Amy Marcy
Beach
Amy Marcy Cheney was born in Henniker, New Hampshire on September 5, 1867. She began composing music at age four and performing publicly at age seven. Because her parents could not afford to send her abroad, she received further musical training in Boston. At the age of thirteen, she accompanied her piano teacher, to the home of poet Henry Wadsworth Longfellow. Shortly thereafter, Miss Cheney put the words of Longfellow's poem, "The Rainy Day," to music. It was her first published song. In 1883, at age sixteen, she made her professional debut as a pianist. Afterwards, she became a soloist with the Boston Symphony Orchestra.
In 1885, the eighteen year-old pianist married Dr. Henry Harris Aubrey Beach. She changed her professional name to Mrs. H. H. A. Beach and, at the request of her husband, she shifted emphasis from performance to composition. Beach devoted the majority of her time and efforts to writing music. Most of Mrs. Beach's compositions were published. Many were performed by leading artists and ensembles. In 1892, the Boston Handel and Hayden Society premiered her first major work, the Grand Mass, Opus 5. The subsequent acclaim her work received established her as a composer and led to her first commissions. The 1896 Boston Symphony performance of her Gaelic Symphony in E Minor, Op. 32 which helped confirmed Mrs.

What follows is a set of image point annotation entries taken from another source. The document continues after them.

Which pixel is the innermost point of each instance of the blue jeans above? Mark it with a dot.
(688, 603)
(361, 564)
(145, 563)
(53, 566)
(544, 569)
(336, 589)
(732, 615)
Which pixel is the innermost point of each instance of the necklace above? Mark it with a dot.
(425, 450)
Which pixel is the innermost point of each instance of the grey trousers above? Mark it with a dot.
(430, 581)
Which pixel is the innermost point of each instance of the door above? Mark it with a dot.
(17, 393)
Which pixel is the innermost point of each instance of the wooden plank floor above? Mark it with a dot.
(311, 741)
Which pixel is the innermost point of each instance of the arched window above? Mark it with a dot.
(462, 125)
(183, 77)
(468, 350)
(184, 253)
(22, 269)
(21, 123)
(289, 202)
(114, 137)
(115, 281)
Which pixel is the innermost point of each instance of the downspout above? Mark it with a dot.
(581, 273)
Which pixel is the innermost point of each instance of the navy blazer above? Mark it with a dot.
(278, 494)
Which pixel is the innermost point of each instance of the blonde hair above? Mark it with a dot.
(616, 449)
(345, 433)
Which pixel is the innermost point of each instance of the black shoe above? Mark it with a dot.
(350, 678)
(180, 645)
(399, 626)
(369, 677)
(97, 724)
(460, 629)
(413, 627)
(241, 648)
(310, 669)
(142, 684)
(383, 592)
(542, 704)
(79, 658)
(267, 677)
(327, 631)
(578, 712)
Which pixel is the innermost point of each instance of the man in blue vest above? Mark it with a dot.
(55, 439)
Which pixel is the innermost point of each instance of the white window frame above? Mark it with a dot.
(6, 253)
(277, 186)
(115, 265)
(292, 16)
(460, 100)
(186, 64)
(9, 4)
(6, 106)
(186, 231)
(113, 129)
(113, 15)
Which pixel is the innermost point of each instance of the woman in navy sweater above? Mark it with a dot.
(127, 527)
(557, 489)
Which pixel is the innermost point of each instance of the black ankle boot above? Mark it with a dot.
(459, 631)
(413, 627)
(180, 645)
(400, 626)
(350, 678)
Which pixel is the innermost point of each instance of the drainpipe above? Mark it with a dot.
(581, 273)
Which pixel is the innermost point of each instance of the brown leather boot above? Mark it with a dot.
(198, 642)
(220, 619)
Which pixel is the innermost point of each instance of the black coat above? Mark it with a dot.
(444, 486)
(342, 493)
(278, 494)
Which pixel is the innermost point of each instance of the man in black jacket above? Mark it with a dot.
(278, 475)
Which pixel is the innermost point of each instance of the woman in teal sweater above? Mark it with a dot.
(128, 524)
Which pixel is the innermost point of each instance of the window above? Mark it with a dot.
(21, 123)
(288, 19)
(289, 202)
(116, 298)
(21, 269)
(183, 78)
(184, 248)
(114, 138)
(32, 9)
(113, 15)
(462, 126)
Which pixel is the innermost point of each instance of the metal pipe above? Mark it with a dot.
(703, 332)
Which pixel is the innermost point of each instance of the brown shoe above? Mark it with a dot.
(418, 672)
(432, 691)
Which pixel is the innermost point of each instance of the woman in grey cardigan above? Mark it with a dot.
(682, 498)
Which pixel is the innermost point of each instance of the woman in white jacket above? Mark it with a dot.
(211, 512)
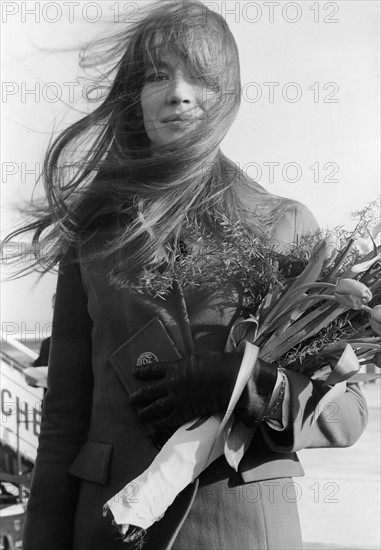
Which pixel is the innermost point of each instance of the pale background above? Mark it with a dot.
(313, 51)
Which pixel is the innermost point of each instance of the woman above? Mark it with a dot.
(148, 168)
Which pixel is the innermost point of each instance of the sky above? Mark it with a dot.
(308, 127)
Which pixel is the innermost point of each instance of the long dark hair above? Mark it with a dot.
(102, 172)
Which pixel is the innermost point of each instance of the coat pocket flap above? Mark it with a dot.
(257, 465)
(92, 462)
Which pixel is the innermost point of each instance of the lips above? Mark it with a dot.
(179, 118)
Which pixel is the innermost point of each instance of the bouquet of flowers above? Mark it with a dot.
(324, 323)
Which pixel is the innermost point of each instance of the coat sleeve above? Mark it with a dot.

Beach as one of the country's leading composers. Throughout her life, Beach wrote more than 150 numbered works ranging from chamber and orchestral works to church music and songs. Following Dr. Beach's death in 1910, Mrs. Beach went on a three-year tour of Europe. She resumed her career as a performer and changed her professional name to Amy Beach. For the next thirty years she continued to compose and perform. She died of heart failure on December 27, 1944 at the age of 77.